Enqueue doesn't interrupt event loop run (race condition)
Closed this issue · 1 comments
I was fixing MT codegen in Crystal (see #14748) and noticed it had a pitfall (starving threads because of blocked fiber) that could be solved by using execution contexts.
I thus went to try it out, and I quickly identified an issue in the execution contexts: the process eventually comes to a halt 🤨
The DEFAULT thread (ST) whose main thread is sending to a channel is waiting on the event loop, while the CODEGEN threads wait to read on an empty channel (with no pending sender). A debug sessions showed that the main fiber was properly enqueued in the global queue of the DEFAULT thread, but the thread is still waiting on the event loop.

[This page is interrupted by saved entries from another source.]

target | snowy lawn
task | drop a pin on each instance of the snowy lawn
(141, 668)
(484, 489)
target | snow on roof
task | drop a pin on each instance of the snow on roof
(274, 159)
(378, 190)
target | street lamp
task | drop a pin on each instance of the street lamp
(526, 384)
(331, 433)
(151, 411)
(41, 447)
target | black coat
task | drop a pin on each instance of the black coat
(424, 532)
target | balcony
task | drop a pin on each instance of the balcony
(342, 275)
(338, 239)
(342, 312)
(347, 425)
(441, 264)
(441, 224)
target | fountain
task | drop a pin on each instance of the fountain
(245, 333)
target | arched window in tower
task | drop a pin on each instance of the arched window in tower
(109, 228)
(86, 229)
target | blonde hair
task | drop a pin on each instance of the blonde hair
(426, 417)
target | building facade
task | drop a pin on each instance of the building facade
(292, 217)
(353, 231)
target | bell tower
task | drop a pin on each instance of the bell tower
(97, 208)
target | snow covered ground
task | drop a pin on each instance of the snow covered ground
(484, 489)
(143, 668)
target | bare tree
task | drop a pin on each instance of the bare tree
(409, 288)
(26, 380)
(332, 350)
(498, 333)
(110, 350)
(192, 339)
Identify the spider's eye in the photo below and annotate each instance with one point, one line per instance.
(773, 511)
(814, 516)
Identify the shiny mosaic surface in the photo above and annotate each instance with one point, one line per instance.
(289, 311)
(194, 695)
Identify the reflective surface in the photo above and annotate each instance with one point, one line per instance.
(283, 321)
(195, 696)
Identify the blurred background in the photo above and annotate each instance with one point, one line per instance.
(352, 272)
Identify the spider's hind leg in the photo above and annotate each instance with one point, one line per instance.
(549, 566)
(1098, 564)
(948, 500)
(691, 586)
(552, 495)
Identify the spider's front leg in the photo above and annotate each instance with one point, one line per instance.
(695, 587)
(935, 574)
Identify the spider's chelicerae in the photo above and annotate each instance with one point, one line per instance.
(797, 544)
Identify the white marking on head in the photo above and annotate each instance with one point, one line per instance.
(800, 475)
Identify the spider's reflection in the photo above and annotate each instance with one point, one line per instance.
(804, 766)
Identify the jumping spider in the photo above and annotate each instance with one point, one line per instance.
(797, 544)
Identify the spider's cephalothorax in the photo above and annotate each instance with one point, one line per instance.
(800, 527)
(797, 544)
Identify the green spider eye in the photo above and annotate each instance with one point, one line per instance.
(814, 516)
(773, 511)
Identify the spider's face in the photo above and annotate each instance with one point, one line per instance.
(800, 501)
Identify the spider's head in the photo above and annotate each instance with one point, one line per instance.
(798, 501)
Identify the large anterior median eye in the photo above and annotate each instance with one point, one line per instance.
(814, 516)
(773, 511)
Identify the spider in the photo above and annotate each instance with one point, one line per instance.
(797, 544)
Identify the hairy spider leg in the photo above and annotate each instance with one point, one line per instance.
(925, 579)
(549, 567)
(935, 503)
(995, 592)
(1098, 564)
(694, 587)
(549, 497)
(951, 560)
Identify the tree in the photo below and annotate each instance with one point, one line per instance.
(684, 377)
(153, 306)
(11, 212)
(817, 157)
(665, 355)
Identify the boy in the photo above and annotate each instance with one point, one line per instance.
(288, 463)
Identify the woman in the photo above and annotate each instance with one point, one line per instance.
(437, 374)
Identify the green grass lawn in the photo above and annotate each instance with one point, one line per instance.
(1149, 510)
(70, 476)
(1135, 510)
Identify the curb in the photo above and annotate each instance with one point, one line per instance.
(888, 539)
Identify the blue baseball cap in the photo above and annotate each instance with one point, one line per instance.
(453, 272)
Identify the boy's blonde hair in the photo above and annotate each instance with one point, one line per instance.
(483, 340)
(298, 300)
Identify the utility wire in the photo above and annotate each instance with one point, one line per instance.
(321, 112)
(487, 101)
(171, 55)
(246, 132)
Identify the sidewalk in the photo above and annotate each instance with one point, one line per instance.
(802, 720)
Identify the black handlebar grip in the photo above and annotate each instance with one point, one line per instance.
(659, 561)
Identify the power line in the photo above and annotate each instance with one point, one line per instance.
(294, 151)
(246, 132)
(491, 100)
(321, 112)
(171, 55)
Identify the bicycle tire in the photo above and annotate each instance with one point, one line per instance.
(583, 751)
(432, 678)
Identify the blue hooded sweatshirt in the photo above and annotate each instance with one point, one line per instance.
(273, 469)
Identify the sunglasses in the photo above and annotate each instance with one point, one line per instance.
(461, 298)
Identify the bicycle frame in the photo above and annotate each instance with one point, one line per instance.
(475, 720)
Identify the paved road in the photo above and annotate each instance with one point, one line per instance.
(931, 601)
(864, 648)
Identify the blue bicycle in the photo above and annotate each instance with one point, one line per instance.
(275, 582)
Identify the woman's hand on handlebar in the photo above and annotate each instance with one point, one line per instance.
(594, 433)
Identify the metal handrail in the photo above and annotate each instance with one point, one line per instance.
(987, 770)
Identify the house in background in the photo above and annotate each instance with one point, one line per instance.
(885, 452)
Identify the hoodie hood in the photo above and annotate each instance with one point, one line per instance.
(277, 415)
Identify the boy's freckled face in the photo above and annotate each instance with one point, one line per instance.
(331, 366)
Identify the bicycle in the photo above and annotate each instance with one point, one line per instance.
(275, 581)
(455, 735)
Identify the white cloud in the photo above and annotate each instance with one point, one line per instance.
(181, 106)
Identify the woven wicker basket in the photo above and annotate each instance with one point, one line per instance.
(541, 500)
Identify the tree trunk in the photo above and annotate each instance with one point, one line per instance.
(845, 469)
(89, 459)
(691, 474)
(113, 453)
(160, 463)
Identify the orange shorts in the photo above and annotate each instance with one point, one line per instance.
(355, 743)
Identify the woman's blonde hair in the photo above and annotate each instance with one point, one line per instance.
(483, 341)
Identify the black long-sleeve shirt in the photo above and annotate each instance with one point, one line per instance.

That MUSN'T happen. There's a race condition that fails to interrupt or fails to prevent a thread from blocking on the event loop.
Now that I know, it's obvious that there are a bunch of races between stop spinning & start blocking:
Scenario A:
- thread A: checks global queue (empty)
- thread B: enqueues Fiber to global queue
- thread B: checks for spinning threads, finds one => skips wakeup
- thread A: stops spinning
- thread A: starts blocking
- thread A: waits on the EventLoop (oops)
Scenario B:
- thread A: checks global queue (empty)
- thread B: enqueues Fiber to global queue
- thread A: stops spinning
- thread B: checks for spinning threads: none
- thread B: checks for blocked threads: none => skips wakeup
- thread A: starts blocking
- thread A: waits on the EventLoop (oops)
It's so obvious that it's embarrassing 😩